If the achievemnt is confirmed by the Guinness World Record organization, Tunde Onakoya will become the new holder of the longest chess marathonrecord.

The Nigerian hopes to raise $1 million for children’s education across Africa through the record attempt that began on April 17.

The current chess marathon record stands at 56 hours, 9 minutes and 37 seconds.

Outpouring support

Support had been growing online and at the scene, where a blend of African music kept onlookers and supporters entertained amid cheers and applause. Among the dozens who cheered Onakoya on at the scene was Nigerian music star Davido.

The record attempt is “for the dreams of millions of children across Africa without access to education,” said Onakoya, who founded Chess in Slums Africa in 2018. The organization wants to support the education of at least 1 million children in slums across the continent.

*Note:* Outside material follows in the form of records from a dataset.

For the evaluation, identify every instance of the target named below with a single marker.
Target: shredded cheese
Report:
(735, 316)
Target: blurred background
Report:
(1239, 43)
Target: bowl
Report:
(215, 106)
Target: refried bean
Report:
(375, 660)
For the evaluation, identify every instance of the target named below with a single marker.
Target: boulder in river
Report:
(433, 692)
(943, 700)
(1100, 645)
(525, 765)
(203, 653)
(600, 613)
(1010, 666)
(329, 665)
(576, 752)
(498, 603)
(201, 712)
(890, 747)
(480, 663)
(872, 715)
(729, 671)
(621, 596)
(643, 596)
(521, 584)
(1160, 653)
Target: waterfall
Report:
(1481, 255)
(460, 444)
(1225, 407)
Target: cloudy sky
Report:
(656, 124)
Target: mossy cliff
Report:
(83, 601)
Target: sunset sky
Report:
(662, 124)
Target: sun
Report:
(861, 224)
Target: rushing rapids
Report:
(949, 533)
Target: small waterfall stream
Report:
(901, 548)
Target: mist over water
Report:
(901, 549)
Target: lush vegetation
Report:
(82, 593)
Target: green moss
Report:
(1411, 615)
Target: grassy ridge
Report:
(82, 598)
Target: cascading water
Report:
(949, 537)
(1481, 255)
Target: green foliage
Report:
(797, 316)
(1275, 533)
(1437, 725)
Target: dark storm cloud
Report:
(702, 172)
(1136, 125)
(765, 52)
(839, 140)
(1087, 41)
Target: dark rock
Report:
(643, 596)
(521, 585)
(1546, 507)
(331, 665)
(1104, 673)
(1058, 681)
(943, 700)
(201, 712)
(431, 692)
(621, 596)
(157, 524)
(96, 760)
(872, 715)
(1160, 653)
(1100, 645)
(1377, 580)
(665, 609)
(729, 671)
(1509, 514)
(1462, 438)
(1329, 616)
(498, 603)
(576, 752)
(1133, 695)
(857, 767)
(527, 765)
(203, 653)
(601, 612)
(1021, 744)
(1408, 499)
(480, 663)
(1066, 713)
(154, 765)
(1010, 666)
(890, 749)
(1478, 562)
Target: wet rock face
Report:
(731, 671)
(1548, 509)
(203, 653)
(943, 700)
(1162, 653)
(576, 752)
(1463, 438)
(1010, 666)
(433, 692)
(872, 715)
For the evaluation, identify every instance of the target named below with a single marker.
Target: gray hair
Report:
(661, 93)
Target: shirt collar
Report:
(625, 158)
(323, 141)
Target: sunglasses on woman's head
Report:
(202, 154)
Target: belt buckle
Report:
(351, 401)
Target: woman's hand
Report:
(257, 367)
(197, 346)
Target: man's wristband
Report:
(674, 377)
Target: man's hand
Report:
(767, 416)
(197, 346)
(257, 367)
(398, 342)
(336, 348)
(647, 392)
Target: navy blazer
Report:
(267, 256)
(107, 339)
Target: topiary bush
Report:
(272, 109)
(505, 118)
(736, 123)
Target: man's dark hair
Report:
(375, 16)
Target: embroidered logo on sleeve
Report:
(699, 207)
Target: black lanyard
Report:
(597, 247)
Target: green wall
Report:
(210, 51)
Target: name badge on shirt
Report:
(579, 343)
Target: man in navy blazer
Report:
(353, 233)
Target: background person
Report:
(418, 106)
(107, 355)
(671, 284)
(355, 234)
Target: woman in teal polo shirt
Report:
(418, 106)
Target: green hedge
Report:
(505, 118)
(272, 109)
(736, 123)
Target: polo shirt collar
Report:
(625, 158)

“My energy is at 100% right now because my people are here supporting me with music,” Onakoya said Thursday evening after the players crossed the 24-hour mark.

On Onakoya’s menu: Lots of water and jollof rice, one of West Africa’s best-known dishes.

A total of $22,000 was raised within the first 20 hours of the attempt, said Taiwo Adeyemi, Onakoya’s manager.

“The support has been overwhelming from Nigerians in the U.S., global leaders, celebrities and hundreds of passersby,” he said.

Onakoya’s attempt was closely followed in Nigeria, where he regularly organizes chess competitions for young people living on the streets.

More than 10 million school-age children are not in school in the West African country — one of the world’s highest rates.

Among those who have publicly supported him are celebrities and public office holders, including Nigeria’s former Vice President Yemi Osinbajo, who wrote to Onakoya on the social media platform X, “Remember your own powerful words: ‘It is possible to do great things from a small place.’”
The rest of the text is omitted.